とりあえず、滑り込みで七夕中に連載スタート〜!

 もうすぐ夏が来る。

 思い出さずにはいられないことがある。


 もうすぐ七夕。

 願わずにはいられないことがある……







「ねぇねぇ、じゃあさ、次は……詩織の好きな人教えてよっ」


「えー恥ずかしいよぉー」


 小学5年の林間学校の夜、私は友達と恋の話で盛り上がった。

 私は恥ずかしくて、好きな人が誰かだなんて友達に言えなかったけど、話はそのまま宿泊先のペンションのうわさ話になった。


「あ、ねぇねぇ、知ってる? このペンションてね、毎年七夕には、宿泊客みんな浴衣になって、ペンションの裏にある笹林(ささばやし)に笹飾りをして、七夕祭りをするんだって」


「わーすごいね、それ! ステキ!」


「でねでね、この、空に近い山の頂上で、そうやってみんなでお祝いをするから、夜空にいる織姫様と彦星様も、みんなの願いを叶えてくれるんだって」


「うわぁーロマンチックー」




 当時の私は、その友達の話に夢中で聞き入った。だからこのペンションは、両思いのご利益があるとか、別れた人と再会出来るとか、たくさんのジンクスを聞いた。


 盛り上がった会話のあと、すっかり部屋にはみんなの寝息が響き渡る。けれどなんとなく目が覚めて眠れなくなった私は、夜空を見上げたくなってペンションのデッキに向かった。本当は、夜間は部屋の外に出ることを禁止されてたけど、林間学校の開放感で、そんなのすっかり、忘れてた。



 そーっと、しずかにデッキに続く扉を開く。すると、そこにはすでにひとりの先客が来ていて、木のベンチに座りながら夜空を見上げていた。


「……あ」


 思わず漏れた私の声に、その先客が驚いたように振り向いた。


「あ、れぇ? 笹原(ささはら)?」


 外灯に照らされる彼の顔とその声に、ドキリと私の胸が跳ねた。


……振り向いたその人は……私の好きな人だったから。


「あ……えと、なんとなく、眠れなくて」


 小さな声で答えた私に、彼は


「ふーん。そーなんだ? 知ってる? 夜中の室外への外出は、禁止されてるんだぞ」


 そんなことを言う。


「えっ。あ、ごっごめんなさいっ」


 思わず反射的に謝る私に、


「なーんてなっ。俺だって同罪。星が、キレイだなーって、眺めてたんだ」


 そう言って、笑った。


「あはは。そっか。私も……星が見たいなぁって思って来たんだ」


「そっか。隣……座る?」


 彼は、ベンチの端によって、空いたスペースの汚れを払ってくれた。


 隣に座るなんて照れ臭かったけど、彼のその行為に、「あ、ありがと……」反射的に、彼の隣に座った。

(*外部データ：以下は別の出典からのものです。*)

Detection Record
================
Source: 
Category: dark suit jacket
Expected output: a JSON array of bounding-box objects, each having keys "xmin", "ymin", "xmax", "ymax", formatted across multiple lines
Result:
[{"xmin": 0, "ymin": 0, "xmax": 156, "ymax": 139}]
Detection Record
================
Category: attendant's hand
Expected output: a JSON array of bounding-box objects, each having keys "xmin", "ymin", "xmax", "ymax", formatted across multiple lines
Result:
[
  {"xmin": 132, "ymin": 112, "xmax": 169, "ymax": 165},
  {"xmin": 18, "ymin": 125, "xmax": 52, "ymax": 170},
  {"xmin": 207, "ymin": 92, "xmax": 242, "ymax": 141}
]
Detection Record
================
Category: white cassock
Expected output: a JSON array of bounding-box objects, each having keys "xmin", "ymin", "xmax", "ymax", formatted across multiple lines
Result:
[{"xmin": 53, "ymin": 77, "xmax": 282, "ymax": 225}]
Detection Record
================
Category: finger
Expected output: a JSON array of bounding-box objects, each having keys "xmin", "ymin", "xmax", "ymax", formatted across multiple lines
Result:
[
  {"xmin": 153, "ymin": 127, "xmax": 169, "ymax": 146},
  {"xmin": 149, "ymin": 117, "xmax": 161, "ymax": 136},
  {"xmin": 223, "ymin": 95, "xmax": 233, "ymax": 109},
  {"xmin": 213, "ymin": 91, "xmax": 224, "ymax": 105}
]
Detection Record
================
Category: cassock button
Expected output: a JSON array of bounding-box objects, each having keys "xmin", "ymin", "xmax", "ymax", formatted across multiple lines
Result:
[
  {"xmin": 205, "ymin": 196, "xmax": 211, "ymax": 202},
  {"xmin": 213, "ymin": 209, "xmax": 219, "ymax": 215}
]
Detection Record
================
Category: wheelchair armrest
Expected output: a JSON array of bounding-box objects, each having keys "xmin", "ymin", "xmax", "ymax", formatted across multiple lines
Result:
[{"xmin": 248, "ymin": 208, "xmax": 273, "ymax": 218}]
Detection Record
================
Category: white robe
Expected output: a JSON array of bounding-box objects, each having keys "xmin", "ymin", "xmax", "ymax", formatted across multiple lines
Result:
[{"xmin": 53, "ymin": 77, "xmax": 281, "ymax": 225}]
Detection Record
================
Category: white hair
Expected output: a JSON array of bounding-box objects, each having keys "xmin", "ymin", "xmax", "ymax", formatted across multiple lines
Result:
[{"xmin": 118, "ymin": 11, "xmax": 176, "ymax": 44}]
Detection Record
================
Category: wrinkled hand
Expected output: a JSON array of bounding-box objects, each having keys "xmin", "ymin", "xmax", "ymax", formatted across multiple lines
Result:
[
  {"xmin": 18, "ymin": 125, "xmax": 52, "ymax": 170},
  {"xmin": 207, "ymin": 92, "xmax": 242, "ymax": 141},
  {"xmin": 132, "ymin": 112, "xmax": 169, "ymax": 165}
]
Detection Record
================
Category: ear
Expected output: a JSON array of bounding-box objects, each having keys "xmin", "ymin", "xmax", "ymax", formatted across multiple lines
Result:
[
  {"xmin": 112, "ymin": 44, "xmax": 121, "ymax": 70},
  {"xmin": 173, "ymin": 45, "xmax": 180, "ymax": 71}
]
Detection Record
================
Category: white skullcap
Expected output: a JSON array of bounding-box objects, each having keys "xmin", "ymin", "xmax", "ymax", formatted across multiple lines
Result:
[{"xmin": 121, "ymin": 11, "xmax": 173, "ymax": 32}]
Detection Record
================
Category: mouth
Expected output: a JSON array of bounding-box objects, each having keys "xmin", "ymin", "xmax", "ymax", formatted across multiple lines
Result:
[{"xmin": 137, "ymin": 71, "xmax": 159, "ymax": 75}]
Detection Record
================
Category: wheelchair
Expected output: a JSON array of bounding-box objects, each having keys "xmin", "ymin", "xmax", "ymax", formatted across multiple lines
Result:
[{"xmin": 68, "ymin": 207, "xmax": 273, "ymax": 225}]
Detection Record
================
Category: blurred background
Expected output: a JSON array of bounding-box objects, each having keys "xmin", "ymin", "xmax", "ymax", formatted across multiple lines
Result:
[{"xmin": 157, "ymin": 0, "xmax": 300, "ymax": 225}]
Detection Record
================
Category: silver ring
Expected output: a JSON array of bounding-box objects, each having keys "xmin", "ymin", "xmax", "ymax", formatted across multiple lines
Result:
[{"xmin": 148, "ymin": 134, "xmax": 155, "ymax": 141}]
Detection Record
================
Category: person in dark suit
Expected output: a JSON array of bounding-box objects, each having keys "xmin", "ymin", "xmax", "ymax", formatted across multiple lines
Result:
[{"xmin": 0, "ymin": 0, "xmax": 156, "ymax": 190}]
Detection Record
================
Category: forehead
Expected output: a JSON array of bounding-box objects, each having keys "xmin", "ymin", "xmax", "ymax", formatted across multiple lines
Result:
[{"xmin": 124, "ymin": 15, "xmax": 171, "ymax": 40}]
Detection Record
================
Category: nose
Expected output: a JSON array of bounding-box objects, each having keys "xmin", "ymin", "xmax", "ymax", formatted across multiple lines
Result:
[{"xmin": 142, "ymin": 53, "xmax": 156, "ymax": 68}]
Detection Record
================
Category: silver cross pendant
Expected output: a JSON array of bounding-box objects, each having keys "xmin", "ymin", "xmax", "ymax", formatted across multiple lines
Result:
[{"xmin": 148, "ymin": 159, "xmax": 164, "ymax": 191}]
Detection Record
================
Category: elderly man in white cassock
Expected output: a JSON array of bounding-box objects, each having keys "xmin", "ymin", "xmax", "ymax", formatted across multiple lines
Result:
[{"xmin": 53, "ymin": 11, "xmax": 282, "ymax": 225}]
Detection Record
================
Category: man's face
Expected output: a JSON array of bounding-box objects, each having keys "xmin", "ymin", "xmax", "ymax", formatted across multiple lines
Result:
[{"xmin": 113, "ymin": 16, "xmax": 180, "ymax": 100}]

 ベンチに座って星空を見上げる。頂上に近い山の真夜中なだけあって、つかめそうなほど大きく光る星々。その瞬く星々が一面に散りばめられた星空は、すごくすごく……キレイだった。


「うわぁーキレイ……」


 思わずそう漏らす私の声に、彼も声はなく微笑んだ。


 しばらく無言のまま星空に見惚れる。星空は、普段見慣れているそれの何倍もキレイで、私の心臓も、普段の何倍も速くって、だけど彼の隣にいることは……すごく、落ち着くような、不思議な感覚。


 このまま、ふたりが座るベンチがふわっと浮いて、そのまま星空に吸い込まれてしまいそうな、そんな感覚になった。その時。



「あ!」


 流れ星が瞬いた。


「ねぇ! 今の、見た!? 流星(ながれぼし)だったよねっ」


 思わず声を弾ませそういう私の顔を、彼はまっすぐ見つめて微笑んだ。


「うん。笹原来る前から、何回か見てる」


 あんまりにもまっすぐな瞳で微笑むから、少し……照れた。


「あ……そ、そうなんだっ。なにか願い事……した?」


 俯きがちにそう言う私に、彼は答えた。


「うん。した。願い事。そしたら、叶った」


「え? もう叶ったの?」


「うん。好きなやつと……一緒にこの星空を見られたらいいなぁって。そしたら、笹原が来た」


「え……!?」


 それってどういう……そう聞こうとした時、彼がパーカーのポケットから何かを取り出しながら話し始めた。


「あのさぁ……笹原。お前……こないだ誕生日だっただろ? これ、売店で見つけたんだ。可愛かったから、やる」


「え?」


 小さなお土産袋に入ったそれ。ずっとポケットに入れてたのか、袋は少し、くたびれていた。


「あ……迷惑だったら、捨ててくれていいからっ」


 彼が、伏目がちにそう言った時、ぴゅうっと風が通り過ぎた。初夏とはいえ、山中の真夜中はやっぱり肌寒い。私が思わず身をすくめた時、彼は自分のパーカーに一瞬手をかけてから、その手を降ろして、


「あ……風が出てきたな。そろそろ中に……入ろっか」


 そういうから、


「あ、うん……」


 私もそう答えて、ペンションの中に戻った。